In fact, thanks to Dylan’s songwriting and his marriage of poetry with music, plenty of other writers became more ambitious with their words, more serious about their art, what they had to say and how they were going to say it, more inventive and ultimately, more creative in the mid-1960s.

It wasn’t just The Beatles who heard his stuff and decided to toughen up a bit – his influence sent shockwaves through bands like The Byrds, The Rolling Stones, Fairport Convention, Jimi Hendrix, Manfred Mann, and a whole bunch of others. It’s mad to think how quickly things moved on – from daft novelty tracks like ‘(How Much Is That) Doggie in the Window’ and ‘Itsy Bitsy Teenie Weenie Yellow Polka Dot Bikini’ to the raw poetry of ‘Chimes of Freedom’ and ‘Desolation Row’, and then on to the likes of ‘Gimme Shelter’, ‘Across the Universe’, and ‘Voodoo Chile’. A total shift in gears.

Much later, when Bruce Springsteen was inducting Dylan into the Rock and Roll Hall of Fame in 1988, The Boss said that “The way that Elvis freed your body, Bob freed your mind”.

It’s an important and keenly observed connection between Dylan and Elvis, and one that ties together two artists who sparked the biggest changes in the direction of music and culture in their times. Barack Obama went as far as to say in 2012 that “there is not a bigger giant in the history of American music” when awarding Dylan the Presidential Medal of Freedom, but Dylan himself would probably argue that Elvis should take that particular title (and he should, Elvis is as close to a deity figure as America has ever gotten).

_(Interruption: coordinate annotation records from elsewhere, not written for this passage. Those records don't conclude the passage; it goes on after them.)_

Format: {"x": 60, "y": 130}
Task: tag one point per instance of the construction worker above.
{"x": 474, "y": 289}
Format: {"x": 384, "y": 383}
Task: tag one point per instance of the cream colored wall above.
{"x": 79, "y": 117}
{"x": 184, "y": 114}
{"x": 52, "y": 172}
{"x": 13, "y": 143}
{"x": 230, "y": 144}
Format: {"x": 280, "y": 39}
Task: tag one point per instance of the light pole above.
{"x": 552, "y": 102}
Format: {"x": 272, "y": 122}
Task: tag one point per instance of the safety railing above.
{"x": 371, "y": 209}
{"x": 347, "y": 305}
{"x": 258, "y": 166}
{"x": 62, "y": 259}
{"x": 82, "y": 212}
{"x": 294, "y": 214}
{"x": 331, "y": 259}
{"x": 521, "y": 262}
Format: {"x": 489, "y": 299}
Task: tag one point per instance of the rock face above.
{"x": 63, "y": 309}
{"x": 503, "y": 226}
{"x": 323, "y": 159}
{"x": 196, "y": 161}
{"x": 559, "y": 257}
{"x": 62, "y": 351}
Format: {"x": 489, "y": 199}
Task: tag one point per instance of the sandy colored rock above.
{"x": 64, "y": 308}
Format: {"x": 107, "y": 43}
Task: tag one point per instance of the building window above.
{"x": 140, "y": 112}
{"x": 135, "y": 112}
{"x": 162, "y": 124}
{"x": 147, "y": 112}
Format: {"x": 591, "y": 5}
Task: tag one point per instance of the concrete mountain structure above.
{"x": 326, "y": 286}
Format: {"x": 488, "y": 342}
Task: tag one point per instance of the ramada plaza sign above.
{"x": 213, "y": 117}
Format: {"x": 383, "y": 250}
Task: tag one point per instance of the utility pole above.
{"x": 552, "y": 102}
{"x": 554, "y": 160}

Elvis took the music of black America and injected it into the cultural consciousness. His own immense talents can not be understated, but neither should the origins of the music he performed (and, crucially, Elvis himself was the first to say so). Dylan took it all one step further, mixing up the so-called “low art” of Rock and Roll with the supposed “high art” of Literature. In this amalgamation, a new possibility for music and what could be done with it was born.

But Dylan has never sold as many records as his contemporaries. He didn’t shift singles in the way that The Rolling Stones or The Beatles did, or like any of his other acolytes, like The Kinks, The Animals or Pink Floyd. 

But, as we have learnt again and again throughout the course of music history, there doesn’t seem to be much that American audiences like more than hearing their own music played back to them through a British lens. Maybe it’s in our accents.

Dylan briefly touched on the phenomenon in a 1991 interview with Paul Zollo, when talking about a time “after the Beatles came out and everybody from England” hit the scene, saying that “Rock and Roll still is an American thing. Folk music is not. Rock and roll is an American thing, it’s just all kind of twisted. But the English kind of threw it back, didn’t they? And they made everybody respect it once more”.

Dylan’s 1991 comments more than echoed the taunt he levelled at a less than respectful British crowd at the Royal Albert Hall (no, not the Manchester Free Trade Hall) in 1966, when he told the combative and booing audience that “this is not British music, it is American music, now, come on” before launching into a ferocious ‘Just Like Tom Thumb’s Blues’.